The soot rule “is among the most critical standards that EPA could set” because it triggers a series of measures that local governments must take or risk facing federal penalties, said Clean Air Watch President Frank O’Donnell.
The rule is significant because once areas are found to be in violation, it becomes harder for new pollution sources, such as industrial facilities and power plants, to get operating permits. While the federal government offers several incentives to cut soot — such as money to phase out dirty diesel school buses — funding for these initiatives is in short supply.
The agency will determine which areas are out of attainment in 2014, and these communities will then have six years to comply. The EPA estimates that 66 of the nation’s 3,033 counties will be found in violation of the new standard. It projects seven — all in California — will still be out of compliance by 2020.
Air concentrations of soot can vary widely. In the Liberty-
Clairton neighborhood of Pittsburgh, the annual average is 15 micrograms per cubic meter; in more bucolic Harrisonburg, Va., near Shenandoah National Park, it averages 10.2. An estimated 17.3 million Americans are living in areas that don’t meet the soot standard of 15.
The EPA issued a draft rule in June and faced a court-ordered deadline of Dec. 14 to finalize it. The agency picked the more stringent standard of the choices laid out in the draft rule. The agency soon is likely to finalize another air pollution rule, the first carbon standard for new power plants.
The agency sent the final rule to the Office of Management and Budget on Tuesday, and business groups have been scrambling to alter it over the past week. Several trade groups — including the National Association of Manufacturers, the American Chemistry Council and the Rubber Manufacturers Association — got less than a day’s notice to weigh in with the OMB on Wednesday, where they argued that the EPA could protect public health and minimize economic harm with a more lenient standard of between 13 and 15 micrograms per cubic meter.

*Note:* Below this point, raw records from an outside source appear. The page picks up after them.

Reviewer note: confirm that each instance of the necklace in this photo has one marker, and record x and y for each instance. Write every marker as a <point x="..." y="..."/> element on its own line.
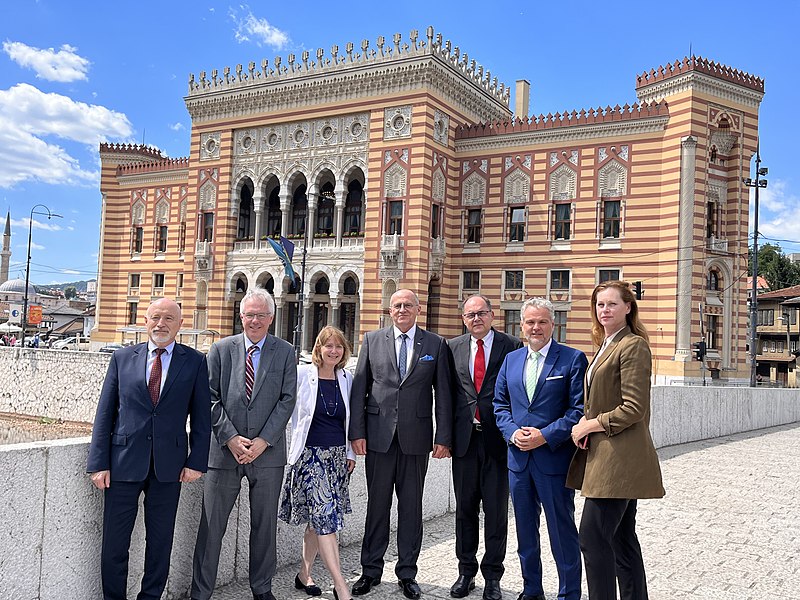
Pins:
<point x="325" y="404"/>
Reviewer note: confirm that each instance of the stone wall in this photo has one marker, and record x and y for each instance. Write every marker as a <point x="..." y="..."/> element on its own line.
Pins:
<point x="61" y="384"/>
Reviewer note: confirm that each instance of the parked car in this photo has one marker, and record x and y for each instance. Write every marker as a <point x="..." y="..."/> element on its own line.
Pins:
<point x="110" y="348"/>
<point x="73" y="343"/>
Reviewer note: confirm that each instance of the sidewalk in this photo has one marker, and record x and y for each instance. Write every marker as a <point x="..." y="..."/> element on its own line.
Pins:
<point x="727" y="529"/>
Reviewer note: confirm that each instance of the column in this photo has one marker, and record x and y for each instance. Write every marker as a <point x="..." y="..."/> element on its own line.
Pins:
<point x="341" y="195"/>
<point x="286" y="212"/>
<point x="258" y="208"/>
<point x="685" y="241"/>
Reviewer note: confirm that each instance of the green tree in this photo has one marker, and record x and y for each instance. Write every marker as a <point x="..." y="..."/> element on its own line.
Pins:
<point x="775" y="267"/>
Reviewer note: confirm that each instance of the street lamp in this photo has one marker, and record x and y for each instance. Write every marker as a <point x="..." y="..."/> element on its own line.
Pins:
<point x="756" y="183"/>
<point x="49" y="214"/>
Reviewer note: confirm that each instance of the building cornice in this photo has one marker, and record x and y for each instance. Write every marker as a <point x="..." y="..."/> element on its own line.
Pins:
<point x="419" y="67"/>
<point x="560" y="135"/>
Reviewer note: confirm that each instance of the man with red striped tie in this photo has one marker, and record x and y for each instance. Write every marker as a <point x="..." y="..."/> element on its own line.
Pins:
<point x="253" y="379"/>
<point x="480" y="471"/>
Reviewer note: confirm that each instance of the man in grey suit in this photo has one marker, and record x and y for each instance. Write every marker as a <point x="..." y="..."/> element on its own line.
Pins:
<point x="480" y="468"/>
<point x="391" y="421"/>
<point x="253" y="381"/>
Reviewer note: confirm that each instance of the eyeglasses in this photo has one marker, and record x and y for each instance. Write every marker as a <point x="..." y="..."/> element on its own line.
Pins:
<point x="480" y="314"/>
<point x="256" y="316"/>
<point x="407" y="306"/>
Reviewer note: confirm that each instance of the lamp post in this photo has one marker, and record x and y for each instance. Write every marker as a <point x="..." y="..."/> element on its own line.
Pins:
<point x="49" y="214"/>
<point x="756" y="183"/>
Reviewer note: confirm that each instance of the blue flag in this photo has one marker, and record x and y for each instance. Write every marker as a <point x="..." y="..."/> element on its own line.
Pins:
<point x="285" y="251"/>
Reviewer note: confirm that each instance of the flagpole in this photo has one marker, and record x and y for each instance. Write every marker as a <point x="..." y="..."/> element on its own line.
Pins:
<point x="298" y="330"/>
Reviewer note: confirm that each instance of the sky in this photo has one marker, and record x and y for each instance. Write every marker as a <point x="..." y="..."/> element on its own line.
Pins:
<point x="74" y="74"/>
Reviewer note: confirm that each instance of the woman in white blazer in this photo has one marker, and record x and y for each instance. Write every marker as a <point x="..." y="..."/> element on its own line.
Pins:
<point x="321" y="459"/>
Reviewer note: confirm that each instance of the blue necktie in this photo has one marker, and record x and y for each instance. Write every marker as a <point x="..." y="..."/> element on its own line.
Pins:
<point x="403" y="363"/>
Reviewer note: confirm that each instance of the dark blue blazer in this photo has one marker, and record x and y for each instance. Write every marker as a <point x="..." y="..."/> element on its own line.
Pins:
<point x="129" y="430"/>
<point x="557" y="405"/>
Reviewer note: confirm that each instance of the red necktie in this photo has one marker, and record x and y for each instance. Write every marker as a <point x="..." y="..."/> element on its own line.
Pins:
<point x="479" y="371"/>
<point x="249" y="372"/>
<point x="154" y="383"/>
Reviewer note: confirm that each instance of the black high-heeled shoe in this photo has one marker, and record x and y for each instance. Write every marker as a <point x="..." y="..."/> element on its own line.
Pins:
<point x="336" y="596"/>
<point x="311" y="590"/>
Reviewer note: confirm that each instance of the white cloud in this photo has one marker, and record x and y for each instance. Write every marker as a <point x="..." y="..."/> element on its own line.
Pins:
<point x="251" y="28"/>
<point x="63" y="65"/>
<point x="28" y="116"/>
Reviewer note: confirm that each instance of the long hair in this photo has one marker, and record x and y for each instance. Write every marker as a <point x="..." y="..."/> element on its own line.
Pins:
<point x="324" y="336"/>
<point x="632" y="318"/>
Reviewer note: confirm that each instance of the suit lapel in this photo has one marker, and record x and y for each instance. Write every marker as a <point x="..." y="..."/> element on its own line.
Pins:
<point x="267" y="352"/>
<point x="175" y="365"/>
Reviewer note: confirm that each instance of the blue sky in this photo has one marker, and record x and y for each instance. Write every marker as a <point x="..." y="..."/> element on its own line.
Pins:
<point x="73" y="74"/>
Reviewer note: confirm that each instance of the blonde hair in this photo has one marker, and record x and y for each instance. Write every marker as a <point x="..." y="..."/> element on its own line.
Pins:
<point x="632" y="318"/>
<point x="326" y="334"/>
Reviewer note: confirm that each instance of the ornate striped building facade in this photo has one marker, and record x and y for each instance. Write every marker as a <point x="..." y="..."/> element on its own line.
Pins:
<point x="403" y="165"/>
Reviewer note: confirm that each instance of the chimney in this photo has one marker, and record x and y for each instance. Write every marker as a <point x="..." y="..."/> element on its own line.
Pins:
<point x="522" y="98"/>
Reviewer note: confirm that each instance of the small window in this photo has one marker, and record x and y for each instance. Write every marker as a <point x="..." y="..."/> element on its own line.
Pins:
<point x="562" y="221"/>
<point x="513" y="280"/>
<point x="604" y="275"/>
<point x="516" y="225"/>
<point x="395" y="225"/>
<point x="560" y="326"/>
<point x="474" y="226"/>
<point x="559" y="280"/>
<point x="472" y="280"/>
<point x="511" y="321"/>
<point x="611" y="218"/>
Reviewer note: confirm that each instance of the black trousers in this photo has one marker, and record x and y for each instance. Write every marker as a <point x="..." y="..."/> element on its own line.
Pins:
<point x="611" y="550"/>
<point x="120" y="507"/>
<point x="387" y="473"/>
<point x="481" y="478"/>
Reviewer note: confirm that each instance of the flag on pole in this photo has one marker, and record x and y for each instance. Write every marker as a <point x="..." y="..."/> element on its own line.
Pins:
<point x="285" y="251"/>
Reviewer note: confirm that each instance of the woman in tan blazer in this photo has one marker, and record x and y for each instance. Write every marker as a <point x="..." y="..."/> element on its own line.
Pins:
<point x="616" y="462"/>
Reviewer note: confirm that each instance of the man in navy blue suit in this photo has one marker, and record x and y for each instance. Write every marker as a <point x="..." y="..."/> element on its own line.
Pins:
<point x="140" y="445"/>
<point x="538" y="398"/>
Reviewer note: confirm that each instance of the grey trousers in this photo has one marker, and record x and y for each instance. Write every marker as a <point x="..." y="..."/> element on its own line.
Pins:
<point x="220" y="491"/>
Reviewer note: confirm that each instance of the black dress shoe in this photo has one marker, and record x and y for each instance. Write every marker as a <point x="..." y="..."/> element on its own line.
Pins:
<point x="524" y="596"/>
<point x="462" y="586"/>
<point x="410" y="588"/>
<point x="364" y="584"/>
<point x="491" y="590"/>
<point x="311" y="590"/>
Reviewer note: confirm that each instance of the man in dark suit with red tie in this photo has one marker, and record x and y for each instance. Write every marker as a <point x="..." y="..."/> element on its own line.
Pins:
<point x="140" y="445"/>
<point x="480" y="468"/>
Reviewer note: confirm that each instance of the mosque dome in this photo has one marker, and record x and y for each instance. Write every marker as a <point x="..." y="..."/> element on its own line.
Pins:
<point x="17" y="286"/>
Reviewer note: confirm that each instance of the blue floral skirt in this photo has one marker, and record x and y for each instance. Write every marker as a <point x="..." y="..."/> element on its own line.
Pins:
<point x="315" y="490"/>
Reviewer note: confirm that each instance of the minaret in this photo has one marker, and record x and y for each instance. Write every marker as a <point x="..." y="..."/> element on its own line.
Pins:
<point x="5" y="254"/>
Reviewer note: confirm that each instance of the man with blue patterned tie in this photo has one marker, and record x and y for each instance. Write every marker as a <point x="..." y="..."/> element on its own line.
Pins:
<point x="391" y="422"/>
<point x="538" y="398"/>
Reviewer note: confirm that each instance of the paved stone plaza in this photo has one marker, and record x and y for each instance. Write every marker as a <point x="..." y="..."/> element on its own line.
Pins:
<point x="727" y="529"/>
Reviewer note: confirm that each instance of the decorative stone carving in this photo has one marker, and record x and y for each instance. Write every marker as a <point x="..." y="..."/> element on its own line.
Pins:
<point x="441" y="127"/>
<point x="473" y="190"/>
<point x="397" y="122"/>
<point x="563" y="183"/>
<point x="439" y="186"/>
<point x="209" y="145"/>
<point x="208" y="196"/>
<point x="394" y="181"/>
<point x="516" y="187"/>
<point x="612" y="180"/>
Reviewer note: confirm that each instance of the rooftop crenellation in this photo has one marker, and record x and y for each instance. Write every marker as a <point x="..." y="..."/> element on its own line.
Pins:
<point x="700" y="65"/>
<point x="592" y="116"/>
<point x="397" y="50"/>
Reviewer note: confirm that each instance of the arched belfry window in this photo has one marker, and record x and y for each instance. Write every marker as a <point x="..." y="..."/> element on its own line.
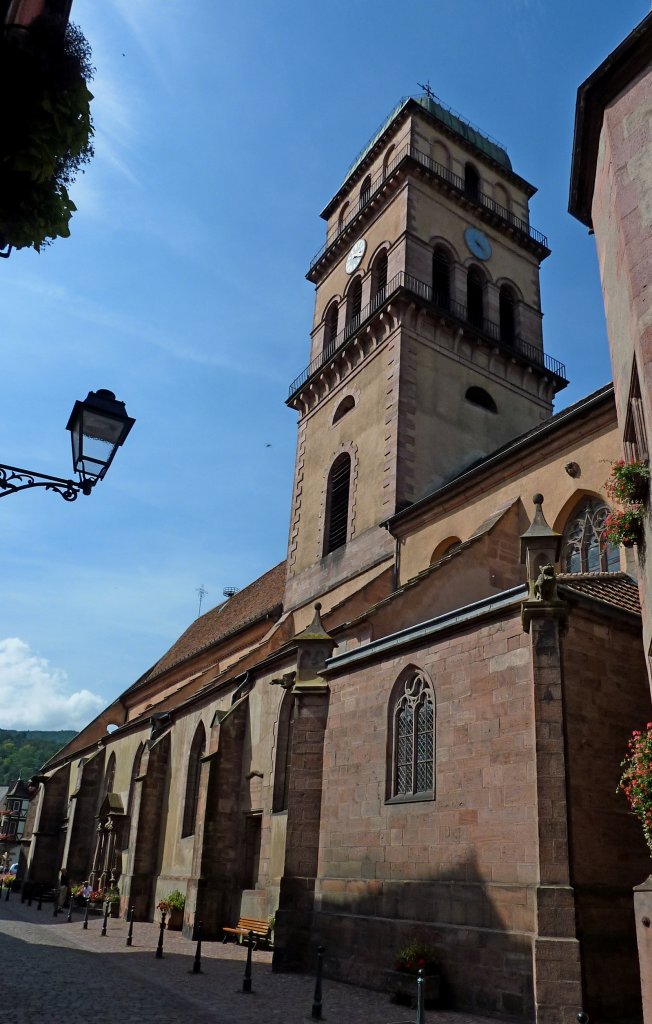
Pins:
<point x="475" y="297"/>
<point x="337" y="509"/>
<point x="192" y="781"/>
<point x="471" y="182"/>
<point x="331" y="325"/>
<point x="507" y="306"/>
<point x="413" y="725"/>
<point x="379" y="278"/>
<point x="441" y="278"/>
<point x="584" y="545"/>
<point x="354" y="304"/>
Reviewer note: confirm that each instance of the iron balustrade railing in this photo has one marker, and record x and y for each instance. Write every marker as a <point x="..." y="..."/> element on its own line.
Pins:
<point x="441" y="172"/>
<point x="442" y="303"/>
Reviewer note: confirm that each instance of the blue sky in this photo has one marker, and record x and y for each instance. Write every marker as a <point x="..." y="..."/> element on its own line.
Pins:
<point x="221" y="132"/>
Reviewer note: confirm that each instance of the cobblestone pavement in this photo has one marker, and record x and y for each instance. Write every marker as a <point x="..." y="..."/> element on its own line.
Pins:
<point x="55" y="972"/>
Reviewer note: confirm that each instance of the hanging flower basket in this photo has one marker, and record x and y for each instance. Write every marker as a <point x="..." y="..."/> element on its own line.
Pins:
<point x="624" y="525"/>
<point x="629" y="481"/>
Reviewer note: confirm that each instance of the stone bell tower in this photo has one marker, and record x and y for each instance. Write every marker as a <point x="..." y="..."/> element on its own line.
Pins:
<point x="426" y="350"/>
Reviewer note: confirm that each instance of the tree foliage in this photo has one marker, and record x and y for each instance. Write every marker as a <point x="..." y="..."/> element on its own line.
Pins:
<point x="23" y="753"/>
<point x="46" y="129"/>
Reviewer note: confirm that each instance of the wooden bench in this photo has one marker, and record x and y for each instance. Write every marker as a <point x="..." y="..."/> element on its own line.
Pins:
<point x="247" y="925"/>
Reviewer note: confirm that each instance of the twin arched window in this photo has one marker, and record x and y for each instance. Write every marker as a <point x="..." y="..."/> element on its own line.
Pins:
<point x="192" y="781"/>
<point x="413" y="730"/>
<point x="584" y="546"/>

Ross Eisenberg, the manufacturing trade group’s vice president for energy and resources policy, told reporters in a conference call Thursday that the stricter rule will raise the price of doing business in the United States.
“It is impossible to ignore that, against the backdrop of a still-
fragile economy and a looming fiscal crisis, EPA is heaping another new set of costs and burdens on manufacturers,” he said.
But Brooke Suter, who heads the Clean Air Task Force’s National Diesel Clean-up Campaign, noted that the EPA’s own scientific advisory panel said that a standard that would protect public health would range between 11 and 13 micrograms per cubic meter and that the Clean Air Act requires the EPA to base the rule on scientific rather than economic considerations. Her group has estimated a soot limit of 12 micrograms would save 15,000 lives a year by the time the rule takes full effect in 2020.
“When it comes down to this, we have to do this,” Suter said. “This is the law.”